Awards and highlights
- 2nd Team All-UIFL (2011); Ultimate Bowl I Champion (2011); Honorable Mention Special Teams Player of the Year (2013); 2nd Team All-CPIFL (2014);

Career AFL statistics
- Receptions: 7
- Yards: 145
- Touchdowns: 1
- Kickoff return yards: 243
- Kickoff return TDs: 1
- Stats at ArenaFan.com

= LaVaughn Macon =

American football player (born 1987)

LaVaughn Macon (born October 21, 1987) is an American former professional football wide receiver. Macon was signed by the BC Lions as an undrafted free agent in 2009. Macon completed his college career at New Mexico Highlands University.

==College career==

===Santa Monica College===
After high school Macon attended Santa Monica College in Santa Monica, California, where he continued his football career.

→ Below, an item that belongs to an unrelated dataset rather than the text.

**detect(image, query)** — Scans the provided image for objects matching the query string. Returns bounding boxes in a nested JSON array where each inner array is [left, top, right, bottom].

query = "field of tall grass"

Macon played as a running back for the Corsairs.

===New Mexico Highlands===
After earning his degree from Santa Monica, Maco continued his football career at New Mexico Highlands University. In his junior year, Macon played in 9 games, rushing 22 times for 82-yards, while also catching 10 passes for 59-yards and one touchdown. Macon also returned a team high, 8 kickoffs for 198 yards. As a senior in 2008, Macon played in 10 games, rushing 8 times for 16-yards, while catching 29 passes for 309-yards and a touchdown. Macon also returned 16 kickoffs for 364-yards and 2 punts for 16-yards.

==Professional career==

===BC Lions===
After graduation, Macon signed BC Lions of the Canadian Football League, where he spent two years as a practice squad member.

===Saginaw Sting===
In 2011, Macon signed with the Saginaw Sting of the Ultimate Indoor Football League. His 101 receptions for 1,184 yards and 32 touchdowns earned him a 2nd Team All-UIFL selection. The Sting earned the 2nd seed in the UIFL playoffs, and defeated the Eastern Kentucky Drillers in Ultimate Bowl I.

===Wyoming Cavalry===
In 2012, Macon played for the Wyoming Cavalry of the Indoor Football League. Macon posted 53 receptions for 573 yards and 10 touchdowns. Macon also had 28 kickoff returns for 408 yards and 1 touchdown.

===Bloomington Edge===
In 2013, Macon played for the Bloomington Edge of the Champions Professional Indoor Football League. Macon's return skills earned him honorable mention Special Teams Player of the Year.

===Utah Blaze===
Macon joined the Utah Blaze of the Arena Football League at the completion of the Edge season. Macon pulled in 7 passes for the Blaze during their final 3 games, but his special teams presence made his presence felt. In the Blaze's final game of the season, Macon had 186-yards on 6 kickoff returns, returning one kickoff 54-yards for a touchdown.

===Los Angeles KISS===
On March 18, 2015, Macon was assigned to the Los Angeles KISS. On March 20, 2015, Macon was placed on recallable reassignment.

===New Mexico Stars===
Macon signed with the New Mexico Stars for the 2016 season.